Grahame Clarke

Personal information
- Full name: Grahame Jeffrey Clarke
- Born: 1 August 1965 (age 61) Lancaster, Lancashire, England
- Batting: Right-handed

Domestic team information
- 1985–1997: Cumberland

Career statistics
| Competition | List A |
| Matches | 7 |
| Runs scored | 132 |
| Batting average | 18.85 |
| 100s/50s | –/1 |
| Top score | 61 |
| Balls bowled | – |
| Wickets | – |
| Bowling average | – |
| 5 wickets in innings | – |
| 10 wickets in match | – |
| Best bowling | – |
| Catches/stumpings | 1/– |
- Source: Cricinfo, 31 March 2011

= Grahame Clarke =

English cricketer

Grahame Jeffrey Clarke (born 1 August 1965) is a former English cricketer. Clarke was a right-handed batsman. He was born in Lancaster, Lancashire.

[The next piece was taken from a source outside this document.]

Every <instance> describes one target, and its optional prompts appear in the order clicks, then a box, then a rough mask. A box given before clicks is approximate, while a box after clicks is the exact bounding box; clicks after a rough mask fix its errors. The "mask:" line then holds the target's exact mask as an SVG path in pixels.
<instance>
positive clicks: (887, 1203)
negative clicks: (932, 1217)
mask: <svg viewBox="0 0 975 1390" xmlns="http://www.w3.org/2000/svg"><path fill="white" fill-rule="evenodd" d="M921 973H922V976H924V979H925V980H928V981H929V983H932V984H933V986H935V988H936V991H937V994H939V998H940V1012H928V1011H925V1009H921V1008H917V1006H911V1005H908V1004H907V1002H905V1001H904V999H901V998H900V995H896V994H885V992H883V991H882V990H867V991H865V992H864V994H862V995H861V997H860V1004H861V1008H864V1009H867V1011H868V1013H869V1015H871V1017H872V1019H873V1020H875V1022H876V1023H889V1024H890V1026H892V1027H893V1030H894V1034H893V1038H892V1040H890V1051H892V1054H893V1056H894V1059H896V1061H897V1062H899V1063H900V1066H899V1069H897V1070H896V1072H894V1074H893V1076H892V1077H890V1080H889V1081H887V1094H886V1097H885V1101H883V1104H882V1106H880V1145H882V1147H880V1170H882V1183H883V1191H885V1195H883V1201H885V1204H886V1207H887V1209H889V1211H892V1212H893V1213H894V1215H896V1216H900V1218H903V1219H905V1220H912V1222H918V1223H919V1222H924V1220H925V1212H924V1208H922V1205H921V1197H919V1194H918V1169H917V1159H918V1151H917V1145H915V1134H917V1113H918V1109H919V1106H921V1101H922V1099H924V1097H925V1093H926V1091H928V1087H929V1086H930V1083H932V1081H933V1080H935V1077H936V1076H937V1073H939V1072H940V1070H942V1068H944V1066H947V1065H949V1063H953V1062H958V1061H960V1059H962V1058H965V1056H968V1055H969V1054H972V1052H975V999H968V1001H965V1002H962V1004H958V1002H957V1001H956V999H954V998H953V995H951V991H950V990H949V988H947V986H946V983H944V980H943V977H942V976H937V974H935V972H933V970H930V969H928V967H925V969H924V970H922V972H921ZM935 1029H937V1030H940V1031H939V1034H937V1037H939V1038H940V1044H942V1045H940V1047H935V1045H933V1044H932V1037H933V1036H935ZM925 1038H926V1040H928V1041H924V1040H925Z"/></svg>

Clarke made his debut for Cumberland in the 1985 Minor Counties Championship against Bedfordshire. Clarke played Minor counties cricket for Cumberland from 1985 to 1998, including 64 Minor Counties Championship matches and 13 MCCA Knockout Trophy matches. In 1985, he made his List A debut against Middlesex in the NatWest Trophy. He played six further List A matches for Cumberland, the last of which came against Northamptonshire in the 1997 NatWest Trophy. In his seven List A matches, he scored 132 runs at a batting average of 18.85, with a high score of 61. His highest score came against Sussex in the 1987 NatWest Trophy.

He also played Second XI cricket for the Lancashire Second XI.